## Introduction to Prime Numbers in Java

This post is about prime numbers in Java. A prime number is a kind of number which is divisible only by unity and the number itself. It is not divisible by any other number. Prime numbers are special kinds of numbers. The exception of numbers is 1 and 2. 1 is the only number that is neither prime nor composite. 2 is the only even number prime in nature. The opposite of prime numbers are numbers that are divisible by numbers other than the number itself as well as unity. Composite numbers and prime numbers are opposite to each other. Generally, prime numbers are odd numbers except for the number 2. It does not necessarily mean that an odd number is always a prime number because it might be divisible by 3 and any other odd number.

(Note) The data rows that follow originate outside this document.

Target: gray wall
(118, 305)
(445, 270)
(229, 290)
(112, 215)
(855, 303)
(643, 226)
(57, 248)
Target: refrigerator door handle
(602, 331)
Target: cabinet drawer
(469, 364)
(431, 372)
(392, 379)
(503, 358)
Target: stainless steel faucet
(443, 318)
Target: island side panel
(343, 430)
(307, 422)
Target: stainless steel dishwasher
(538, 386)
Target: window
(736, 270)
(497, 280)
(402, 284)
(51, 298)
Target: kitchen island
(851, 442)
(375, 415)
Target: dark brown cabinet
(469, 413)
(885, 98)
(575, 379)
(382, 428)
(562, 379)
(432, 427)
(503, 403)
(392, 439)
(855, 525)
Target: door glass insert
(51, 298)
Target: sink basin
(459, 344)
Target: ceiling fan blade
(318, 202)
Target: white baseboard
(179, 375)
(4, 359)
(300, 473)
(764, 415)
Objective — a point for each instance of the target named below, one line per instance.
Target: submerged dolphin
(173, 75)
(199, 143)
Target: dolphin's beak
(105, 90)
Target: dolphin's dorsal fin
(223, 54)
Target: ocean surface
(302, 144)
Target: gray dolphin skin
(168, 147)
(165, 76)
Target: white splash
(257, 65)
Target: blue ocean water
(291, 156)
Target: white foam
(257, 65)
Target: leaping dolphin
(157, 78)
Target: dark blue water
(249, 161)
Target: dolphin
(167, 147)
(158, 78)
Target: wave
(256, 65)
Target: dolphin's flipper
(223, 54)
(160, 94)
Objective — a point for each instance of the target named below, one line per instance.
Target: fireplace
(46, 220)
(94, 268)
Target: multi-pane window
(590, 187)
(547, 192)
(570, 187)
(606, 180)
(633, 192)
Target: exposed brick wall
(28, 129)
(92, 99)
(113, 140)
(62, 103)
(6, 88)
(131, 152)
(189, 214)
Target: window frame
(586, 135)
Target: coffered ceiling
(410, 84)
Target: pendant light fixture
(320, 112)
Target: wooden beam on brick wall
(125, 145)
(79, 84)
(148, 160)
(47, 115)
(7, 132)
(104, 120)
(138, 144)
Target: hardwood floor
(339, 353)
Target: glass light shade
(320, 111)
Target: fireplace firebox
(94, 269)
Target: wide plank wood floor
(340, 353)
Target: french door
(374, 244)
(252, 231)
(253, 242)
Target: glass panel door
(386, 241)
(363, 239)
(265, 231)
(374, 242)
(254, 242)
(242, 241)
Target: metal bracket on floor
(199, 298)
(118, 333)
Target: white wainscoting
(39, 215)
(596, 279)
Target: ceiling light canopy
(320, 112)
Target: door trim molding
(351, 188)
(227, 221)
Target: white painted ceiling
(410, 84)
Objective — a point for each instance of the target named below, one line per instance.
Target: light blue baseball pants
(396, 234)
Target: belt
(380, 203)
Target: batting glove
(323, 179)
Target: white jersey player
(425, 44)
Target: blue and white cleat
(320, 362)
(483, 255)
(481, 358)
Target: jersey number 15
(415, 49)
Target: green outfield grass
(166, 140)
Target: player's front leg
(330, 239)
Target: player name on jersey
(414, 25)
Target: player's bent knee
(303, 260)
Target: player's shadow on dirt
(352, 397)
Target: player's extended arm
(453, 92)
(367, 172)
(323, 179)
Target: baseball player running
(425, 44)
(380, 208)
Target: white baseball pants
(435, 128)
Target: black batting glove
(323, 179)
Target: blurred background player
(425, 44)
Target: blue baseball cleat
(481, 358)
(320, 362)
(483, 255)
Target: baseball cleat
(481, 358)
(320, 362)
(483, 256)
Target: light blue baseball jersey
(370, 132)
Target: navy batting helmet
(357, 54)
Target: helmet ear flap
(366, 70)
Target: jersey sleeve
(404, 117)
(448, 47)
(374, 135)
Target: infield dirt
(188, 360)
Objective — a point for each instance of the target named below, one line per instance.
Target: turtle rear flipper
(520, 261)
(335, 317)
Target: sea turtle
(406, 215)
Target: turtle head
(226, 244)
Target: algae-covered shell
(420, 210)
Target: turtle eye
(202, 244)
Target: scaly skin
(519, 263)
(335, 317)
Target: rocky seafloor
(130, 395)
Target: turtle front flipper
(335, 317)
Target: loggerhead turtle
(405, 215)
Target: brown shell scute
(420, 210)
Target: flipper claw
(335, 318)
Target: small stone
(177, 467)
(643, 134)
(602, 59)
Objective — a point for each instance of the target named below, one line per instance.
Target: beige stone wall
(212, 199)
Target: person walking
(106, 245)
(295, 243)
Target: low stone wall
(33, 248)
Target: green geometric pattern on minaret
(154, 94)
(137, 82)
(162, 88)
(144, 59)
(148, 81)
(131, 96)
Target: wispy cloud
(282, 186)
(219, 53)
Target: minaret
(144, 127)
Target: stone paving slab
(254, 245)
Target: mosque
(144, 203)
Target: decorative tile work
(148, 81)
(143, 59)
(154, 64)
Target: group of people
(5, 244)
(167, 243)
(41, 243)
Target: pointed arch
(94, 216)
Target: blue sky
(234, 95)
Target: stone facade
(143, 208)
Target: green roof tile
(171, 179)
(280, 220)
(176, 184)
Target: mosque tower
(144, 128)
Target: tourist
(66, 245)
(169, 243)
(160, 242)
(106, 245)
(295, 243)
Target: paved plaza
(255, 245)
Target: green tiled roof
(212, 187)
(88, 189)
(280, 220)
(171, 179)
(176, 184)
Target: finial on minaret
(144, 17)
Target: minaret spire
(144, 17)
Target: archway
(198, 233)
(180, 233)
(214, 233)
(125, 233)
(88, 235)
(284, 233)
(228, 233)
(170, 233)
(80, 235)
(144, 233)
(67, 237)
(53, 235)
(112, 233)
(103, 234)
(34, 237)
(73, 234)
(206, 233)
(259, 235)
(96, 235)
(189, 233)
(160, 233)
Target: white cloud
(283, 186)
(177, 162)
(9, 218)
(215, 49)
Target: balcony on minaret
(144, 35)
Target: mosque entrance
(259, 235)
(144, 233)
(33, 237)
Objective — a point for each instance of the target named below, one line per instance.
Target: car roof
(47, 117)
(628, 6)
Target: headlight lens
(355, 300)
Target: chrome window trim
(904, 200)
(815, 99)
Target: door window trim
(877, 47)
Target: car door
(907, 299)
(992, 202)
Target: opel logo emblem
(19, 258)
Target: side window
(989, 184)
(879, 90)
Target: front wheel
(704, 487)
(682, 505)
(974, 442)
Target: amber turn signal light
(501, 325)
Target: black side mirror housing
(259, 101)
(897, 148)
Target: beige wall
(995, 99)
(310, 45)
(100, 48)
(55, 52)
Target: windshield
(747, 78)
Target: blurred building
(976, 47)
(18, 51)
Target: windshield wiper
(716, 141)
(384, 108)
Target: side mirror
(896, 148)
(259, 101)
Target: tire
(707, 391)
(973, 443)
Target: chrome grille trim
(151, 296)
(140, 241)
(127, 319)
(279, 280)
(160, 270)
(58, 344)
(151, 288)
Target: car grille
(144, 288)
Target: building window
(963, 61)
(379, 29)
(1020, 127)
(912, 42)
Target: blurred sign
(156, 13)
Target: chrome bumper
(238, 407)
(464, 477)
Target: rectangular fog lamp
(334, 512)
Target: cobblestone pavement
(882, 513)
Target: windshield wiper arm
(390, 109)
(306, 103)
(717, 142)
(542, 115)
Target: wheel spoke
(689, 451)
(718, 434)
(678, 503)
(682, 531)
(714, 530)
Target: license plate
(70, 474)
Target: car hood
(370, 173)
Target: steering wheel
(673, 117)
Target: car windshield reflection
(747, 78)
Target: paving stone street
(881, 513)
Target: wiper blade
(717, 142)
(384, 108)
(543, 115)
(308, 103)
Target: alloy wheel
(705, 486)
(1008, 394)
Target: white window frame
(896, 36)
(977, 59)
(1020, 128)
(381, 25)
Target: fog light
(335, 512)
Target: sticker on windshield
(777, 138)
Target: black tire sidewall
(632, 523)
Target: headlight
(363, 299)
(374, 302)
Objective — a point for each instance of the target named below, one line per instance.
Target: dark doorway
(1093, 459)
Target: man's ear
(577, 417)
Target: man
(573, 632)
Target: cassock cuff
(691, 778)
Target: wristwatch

### Examples of Prime Numbers in Java

Below are the examples of implementing prime numbers in java:

#### Example #1 – Using For-Loop

In the first coding example, we are going to check whether a number is prime or not. We first input the number using Buffered Reader Stream input. Then we have a for loop in which we are going to check the divisibility of the number by any other number except for 1 and any other number. The for loop starts from 2, and then the loop goes on till half the respective number. Then we have a variable that reports if the number is divisible or not by any number, which is a part of them loop. The code and the part of the loop are shown below, which inputs a number and gives the respective output whether that number is a prime number or not. In the program, the java.io.* is imported so that there are input/output operations appearing in the following code lines. Also, if there is an IOException, then it is treated differently. We have given the throws IO Exception command after the main’s declaration, which throws an exception that occurs during the input/output operation. Other than that, there are meaningful names used in the program for anyone reading the program to understand.

**Code:**

```
import java.io.*;
public class Prime
{
public static void main(String[] args) throws IOException
{
BufferedReader br= new BufferedReader(new InputStreamReader(System.in));
System.out.println("ENTER A NUMBER TO CHECK IF IT IS PRIME OR NOT");
int num= Integer.parseInt(br.readLine());
boolean count = false;
for(int i = 2; i <= num/2; ++i)
{
// condition for nonprime number
if(num % i == 0)
{
count = true;
break;
}
}
if (!count)
System.out.println(num + " is a prime number.");
else
System.out.println(num + " is not a prime number.");
}
}
```

**Output:**

**Code Explanation:** In the output, we see whether an inputted number is prime or not. First, we enter 29 as a number to check whether it is prime or not. We find out that 29 is a prime number as it is divisible by only the number of unity and the number itself. Except for that, it is not divisible by any other number.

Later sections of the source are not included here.